The shares of Tempur-Pedic International
(TPX:
sentiment,
chart,
options)
have taken a sharp tumble today after the company warned that its first-quarter sales to date are "significantly below" expectations. Tempur-Pedic stated that the weak economy has caused consumer spending to slow down, and total net sales for the first quarter are now expected to decline in the high single digits on a year-over-year basis.
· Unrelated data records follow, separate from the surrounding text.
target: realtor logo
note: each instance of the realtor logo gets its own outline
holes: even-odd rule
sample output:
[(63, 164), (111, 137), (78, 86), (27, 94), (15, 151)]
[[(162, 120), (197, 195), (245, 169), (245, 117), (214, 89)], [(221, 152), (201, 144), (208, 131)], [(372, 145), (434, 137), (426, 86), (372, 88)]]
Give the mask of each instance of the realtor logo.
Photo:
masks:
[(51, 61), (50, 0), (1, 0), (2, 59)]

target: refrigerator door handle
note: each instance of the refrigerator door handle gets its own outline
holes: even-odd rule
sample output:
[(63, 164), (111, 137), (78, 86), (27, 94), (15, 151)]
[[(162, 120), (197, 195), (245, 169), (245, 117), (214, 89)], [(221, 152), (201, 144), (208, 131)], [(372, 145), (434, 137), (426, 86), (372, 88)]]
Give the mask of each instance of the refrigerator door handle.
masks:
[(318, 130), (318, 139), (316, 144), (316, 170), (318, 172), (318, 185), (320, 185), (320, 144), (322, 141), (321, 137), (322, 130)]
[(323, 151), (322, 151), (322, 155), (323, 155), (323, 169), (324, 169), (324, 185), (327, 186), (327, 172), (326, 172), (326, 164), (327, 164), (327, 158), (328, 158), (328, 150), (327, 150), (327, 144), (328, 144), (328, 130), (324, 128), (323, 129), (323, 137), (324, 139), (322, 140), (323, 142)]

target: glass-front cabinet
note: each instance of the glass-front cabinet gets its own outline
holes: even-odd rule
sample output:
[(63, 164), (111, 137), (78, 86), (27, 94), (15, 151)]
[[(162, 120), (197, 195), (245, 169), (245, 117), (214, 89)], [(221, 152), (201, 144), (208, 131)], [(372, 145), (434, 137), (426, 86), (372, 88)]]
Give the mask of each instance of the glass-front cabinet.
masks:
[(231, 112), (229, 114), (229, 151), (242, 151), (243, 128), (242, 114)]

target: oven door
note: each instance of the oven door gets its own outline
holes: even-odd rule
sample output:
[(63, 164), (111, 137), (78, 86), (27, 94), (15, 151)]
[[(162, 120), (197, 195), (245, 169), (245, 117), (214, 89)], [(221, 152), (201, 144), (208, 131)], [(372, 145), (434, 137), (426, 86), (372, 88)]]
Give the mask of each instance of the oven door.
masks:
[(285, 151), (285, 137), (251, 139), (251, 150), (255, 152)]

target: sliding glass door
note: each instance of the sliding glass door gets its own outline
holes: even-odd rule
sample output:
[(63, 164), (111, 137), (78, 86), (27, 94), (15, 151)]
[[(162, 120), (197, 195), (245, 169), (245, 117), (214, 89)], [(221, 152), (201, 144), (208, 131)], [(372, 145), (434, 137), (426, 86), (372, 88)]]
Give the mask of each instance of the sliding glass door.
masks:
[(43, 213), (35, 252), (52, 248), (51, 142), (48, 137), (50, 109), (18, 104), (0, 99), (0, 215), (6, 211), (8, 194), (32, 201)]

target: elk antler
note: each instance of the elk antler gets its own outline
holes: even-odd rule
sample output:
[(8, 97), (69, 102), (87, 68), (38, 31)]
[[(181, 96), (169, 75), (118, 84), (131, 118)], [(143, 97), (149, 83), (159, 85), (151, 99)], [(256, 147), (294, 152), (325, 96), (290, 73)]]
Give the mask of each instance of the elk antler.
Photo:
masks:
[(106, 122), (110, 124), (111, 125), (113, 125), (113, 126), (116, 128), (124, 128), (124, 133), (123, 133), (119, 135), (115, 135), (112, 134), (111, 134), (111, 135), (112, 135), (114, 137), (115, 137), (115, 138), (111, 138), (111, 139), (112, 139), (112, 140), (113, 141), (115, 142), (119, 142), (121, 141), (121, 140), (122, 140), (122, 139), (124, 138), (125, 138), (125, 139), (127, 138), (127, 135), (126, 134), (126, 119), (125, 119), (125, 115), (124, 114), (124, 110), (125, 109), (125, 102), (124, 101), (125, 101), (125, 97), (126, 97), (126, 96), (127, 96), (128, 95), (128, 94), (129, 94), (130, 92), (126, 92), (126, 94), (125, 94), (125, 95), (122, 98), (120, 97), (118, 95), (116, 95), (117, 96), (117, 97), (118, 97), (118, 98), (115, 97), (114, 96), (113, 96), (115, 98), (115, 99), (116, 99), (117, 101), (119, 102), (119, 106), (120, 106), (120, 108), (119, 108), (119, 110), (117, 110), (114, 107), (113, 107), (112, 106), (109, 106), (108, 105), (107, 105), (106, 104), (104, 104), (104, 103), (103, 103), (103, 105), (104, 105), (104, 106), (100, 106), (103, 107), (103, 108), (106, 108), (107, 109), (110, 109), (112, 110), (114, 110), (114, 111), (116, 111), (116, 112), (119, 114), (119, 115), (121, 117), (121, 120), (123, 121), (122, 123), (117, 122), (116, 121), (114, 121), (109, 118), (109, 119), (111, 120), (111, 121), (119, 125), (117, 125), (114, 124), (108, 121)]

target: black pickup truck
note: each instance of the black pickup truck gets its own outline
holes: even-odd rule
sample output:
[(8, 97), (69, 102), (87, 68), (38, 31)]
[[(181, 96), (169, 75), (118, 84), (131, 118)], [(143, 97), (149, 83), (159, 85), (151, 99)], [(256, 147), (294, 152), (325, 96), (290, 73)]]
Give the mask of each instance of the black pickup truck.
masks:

Additionally, first-quarter earnings per share are expected to total about half of the 34 cents reported a year ago, compared to analysts' expectations for a profit of 44 cents per share.
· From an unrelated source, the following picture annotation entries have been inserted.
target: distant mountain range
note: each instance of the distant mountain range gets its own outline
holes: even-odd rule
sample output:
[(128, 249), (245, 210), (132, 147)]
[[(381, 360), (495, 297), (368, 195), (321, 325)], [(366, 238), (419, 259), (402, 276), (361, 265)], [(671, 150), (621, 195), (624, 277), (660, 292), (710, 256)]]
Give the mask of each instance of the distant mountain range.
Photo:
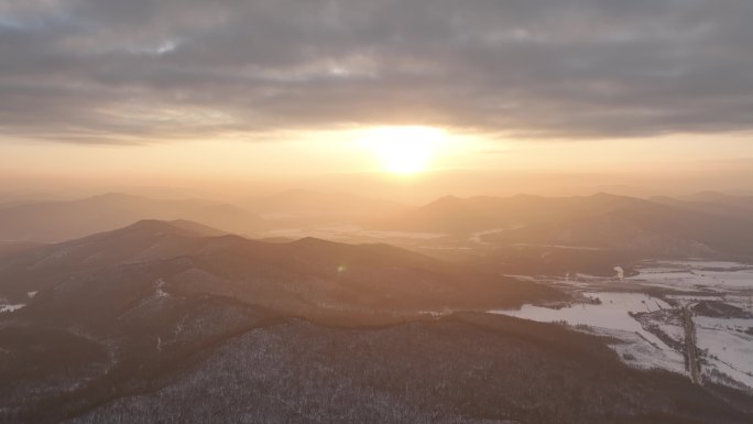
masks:
[(350, 193), (318, 193), (291, 189), (240, 202), (268, 220), (287, 226), (361, 224), (374, 217), (405, 209), (399, 203)]
[(430, 231), (499, 244), (618, 249), (645, 256), (753, 258), (752, 198), (699, 195), (640, 199), (445, 197), (374, 222), (376, 228)]
[(239, 233), (253, 232), (264, 225), (259, 216), (229, 204), (112, 193), (80, 200), (0, 208), (0, 240), (64, 241), (112, 230), (140, 219), (187, 219)]

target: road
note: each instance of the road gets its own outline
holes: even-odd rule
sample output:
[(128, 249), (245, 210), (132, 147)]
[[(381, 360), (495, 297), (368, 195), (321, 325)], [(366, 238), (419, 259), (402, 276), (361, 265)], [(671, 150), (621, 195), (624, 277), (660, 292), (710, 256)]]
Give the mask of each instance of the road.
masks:
[(692, 322), (690, 306), (683, 307), (683, 320), (685, 322), (685, 355), (690, 369), (690, 380), (694, 384), (701, 383), (700, 363), (698, 362), (698, 348), (696, 347), (696, 325)]

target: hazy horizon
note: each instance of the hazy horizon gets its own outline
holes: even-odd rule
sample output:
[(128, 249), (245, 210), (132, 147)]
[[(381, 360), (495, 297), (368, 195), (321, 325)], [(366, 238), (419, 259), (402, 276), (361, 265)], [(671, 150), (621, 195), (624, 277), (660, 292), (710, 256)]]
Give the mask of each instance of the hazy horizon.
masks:
[(753, 0), (0, 0), (0, 423), (753, 423)]

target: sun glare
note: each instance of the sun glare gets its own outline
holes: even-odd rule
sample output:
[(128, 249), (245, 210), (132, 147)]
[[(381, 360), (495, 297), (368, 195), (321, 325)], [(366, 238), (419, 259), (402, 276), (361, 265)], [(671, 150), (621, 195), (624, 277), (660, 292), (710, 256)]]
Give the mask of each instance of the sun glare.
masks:
[(363, 137), (384, 170), (393, 174), (426, 171), (444, 140), (445, 132), (432, 127), (380, 127), (367, 130)]

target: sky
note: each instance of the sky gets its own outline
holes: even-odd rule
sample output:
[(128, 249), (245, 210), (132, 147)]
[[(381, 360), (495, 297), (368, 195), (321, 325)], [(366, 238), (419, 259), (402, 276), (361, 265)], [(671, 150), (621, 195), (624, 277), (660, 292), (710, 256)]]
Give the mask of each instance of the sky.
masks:
[(750, 22), (750, 0), (0, 0), (0, 189), (745, 188)]

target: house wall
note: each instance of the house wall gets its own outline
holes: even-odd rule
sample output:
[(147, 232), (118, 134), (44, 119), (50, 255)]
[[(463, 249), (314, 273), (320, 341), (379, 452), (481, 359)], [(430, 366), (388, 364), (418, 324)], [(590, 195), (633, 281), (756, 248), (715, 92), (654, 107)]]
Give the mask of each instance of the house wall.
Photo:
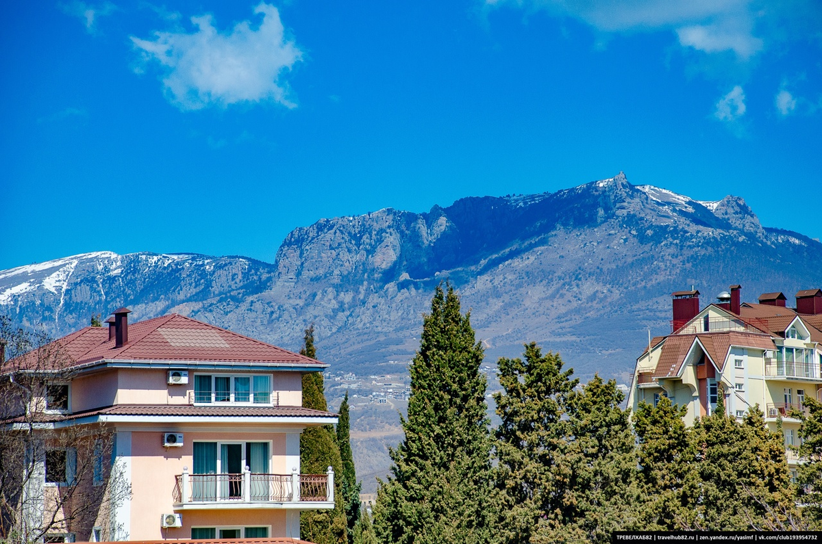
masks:
[[(173, 492), (176, 477), (182, 473), (183, 467), (189, 472), (193, 468), (193, 443), (196, 440), (221, 441), (263, 441), (271, 442), (270, 470), (275, 474), (289, 474), (287, 470), (288, 436), (296, 436), (298, 432), (183, 432), (183, 445), (178, 448), (164, 448), (163, 432), (181, 432), (182, 430), (169, 426), (164, 431), (132, 432), (132, 492), (130, 540), (152, 540), (166, 537), (165, 530), (160, 527), (161, 516), (173, 514)], [(293, 441), (293, 440), (292, 440)], [(298, 469), (299, 467), (298, 466)], [(285, 512), (276, 509), (209, 509), (183, 510), (183, 528), (169, 528), (169, 538), (191, 538), (192, 527), (215, 527), (217, 525), (267, 525), (271, 524), (272, 536), (285, 535)], [(218, 523), (217, 520), (219, 522)], [(275, 519), (276, 523), (261, 523), (261, 519)], [(253, 523), (252, 523), (253, 521)]]
[[(279, 399), (280, 406), (302, 405), (302, 374), (281, 371), (271, 376), (274, 398)], [(71, 410), (81, 412), (113, 404), (190, 404), (193, 392), (193, 372), (189, 374), (188, 384), (170, 385), (166, 369), (110, 369), (72, 381)]]

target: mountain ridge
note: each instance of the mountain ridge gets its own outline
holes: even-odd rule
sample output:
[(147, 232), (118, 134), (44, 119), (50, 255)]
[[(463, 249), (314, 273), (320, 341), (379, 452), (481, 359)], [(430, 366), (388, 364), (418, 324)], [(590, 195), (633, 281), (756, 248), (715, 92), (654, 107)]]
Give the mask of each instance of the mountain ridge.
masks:
[(0, 271), (0, 311), (55, 335), (122, 305), (136, 319), (178, 311), (292, 349), (314, 323), (321, 357), (340, 369), (407, 364), (444, 279), (473, 309), (492, 362), (534, 340), (608, 376), (626, 375), (647, 329), (664, 332), (666, 298), (683, 285), (741, 283), (743, 298), (822, 286), (822, 244), (763, 227), (743, 198), (695, 201), (622, 173), (321, 219), (289, 233), (274, 263), (106, 251), (49, 263)]

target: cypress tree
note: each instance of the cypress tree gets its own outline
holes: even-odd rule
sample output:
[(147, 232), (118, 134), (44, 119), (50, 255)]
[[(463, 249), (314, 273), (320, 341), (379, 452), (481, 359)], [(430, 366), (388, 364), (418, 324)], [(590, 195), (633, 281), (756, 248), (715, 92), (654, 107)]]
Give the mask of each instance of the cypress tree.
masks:
[(436, 288), (410, 367), (404, 439), (379, 482), (374, 528), (384, 543), (491, 540), (490, 440), (483, 348), (454, 289)]
[(354, 525), (360, 518), (359, 491), (353, 455), (351, 453), (350, 424), (349, 417), (349, 393), (339, 405), (339, 420), (337, 423), (337, 446), (342, 459), (343, 472), (339, 475), (340, 488), (345, 517), (348, 521), (349, 542), (353, 542)]
[[(316, 358), (314, 348), (314, 325), (305, 330), (304, 345), (300, 354)], [(321, 372), (302, 375), (302, 407), (328, 410)], [(304, 474), (324, 474), (329, 467), (335, 475), (342, 474), (343, 462), (337, 446), (334, 426), (308, 427), (300, 435), (300, 468)], [(333, 510), (306, 510), (300, 513), (300, 535), (316, 544), (347, 544), (348, 523), (342, 500), (340, 478), (335, 478)]]
[(535, 343), (525, 345), (523, 358), (497, 362), (503, 392), (494, 394), (502, 420), (494, 443), (499, 459), (496, 502), (503, 542), (531, 541), (540, 523), (548, 540), (561, 531), (571, 477), (566, 459), (570, 422), (563, 416), (577, 384), (574, 371), (562, 366), (559, 355), (543, 355)]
As a result of the firm's warning, Raymond James cut its rating on the stock from "outperform" to "market perform." During a conference 2 weeks ago, TPX management offered no clue that first-quarter earnings and sales were in jeopardy. "Given that the size of the miss is so large, we doubt that it was all developed in the last 13 days, damaging management credibility," said Raymond James.
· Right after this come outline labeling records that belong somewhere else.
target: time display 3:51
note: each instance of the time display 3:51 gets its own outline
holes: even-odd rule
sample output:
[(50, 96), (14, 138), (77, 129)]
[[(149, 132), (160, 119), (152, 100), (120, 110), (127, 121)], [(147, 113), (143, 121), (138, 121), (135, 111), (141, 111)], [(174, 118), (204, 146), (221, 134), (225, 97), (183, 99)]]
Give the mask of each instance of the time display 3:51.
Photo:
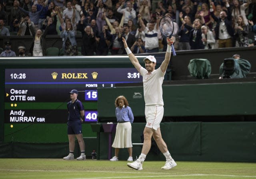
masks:
[(131, 78), (140, 78), (140, 73), (127, 73), (127, 78), (128, 79)]

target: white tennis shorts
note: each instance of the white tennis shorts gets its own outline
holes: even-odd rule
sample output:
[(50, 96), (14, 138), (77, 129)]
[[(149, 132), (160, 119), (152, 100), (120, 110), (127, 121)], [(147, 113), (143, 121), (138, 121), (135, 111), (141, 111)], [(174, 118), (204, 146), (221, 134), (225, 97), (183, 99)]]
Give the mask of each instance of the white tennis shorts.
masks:
[(117, 123), (116, 136), (112, 147), (120, 148), (132, 147), (132, 124), (130, 122)]
[(164, 106), (147, 105), (145, 106), (145, 116), (147, 122), (146, 126), (157, 130), (164, 116)]

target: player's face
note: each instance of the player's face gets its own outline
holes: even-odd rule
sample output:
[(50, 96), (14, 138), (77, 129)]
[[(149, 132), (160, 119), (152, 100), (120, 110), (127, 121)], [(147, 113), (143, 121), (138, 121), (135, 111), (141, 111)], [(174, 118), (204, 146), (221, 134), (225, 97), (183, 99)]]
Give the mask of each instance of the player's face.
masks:
[(76, 93), (70, 94), (70, 99), (76, 99), (77, 97), (77, 94)]
[(145, 61), (145, 67), (149, 73), (152, 72), (155, 69), (156, 63), (147, 59)]
[(122, 107), (124, 104), (124, 102), (122, 99), (119, 99), (118, 101), (118, 106), (119, 107)]

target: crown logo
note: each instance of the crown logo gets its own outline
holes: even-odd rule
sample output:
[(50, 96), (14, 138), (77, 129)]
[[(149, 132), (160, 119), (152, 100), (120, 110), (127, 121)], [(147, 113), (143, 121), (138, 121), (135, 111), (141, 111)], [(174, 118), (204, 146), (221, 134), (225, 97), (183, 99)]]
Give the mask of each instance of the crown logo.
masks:
[(54, 80), (56, 80), (57, 78), (57, 76), (58, 75), (58, 73), (56, 72), (53, 72), (52, 73), (52, 79)]
[(96, 79), (97, 78), (97, 76), (98, 76), (98, 73), (94, 71), (92, 72), (92, 78), (94, 79)]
Stifel Nicolaus also piled on, lowering its price target from $34 to $20 and calling the report "extremely disappointing." However, the broker tempered its pessimism by noting, "We believe this could mark the low point on the stock in this cycle."
At last check, TPX is down more than 34% and has pegged a new 52-week low of $9.51. Option activity has been fast and furious at the stock's deep-in-the-money March 30 put, which has traded volume of 16,960 on open interest of 17,057 at midday.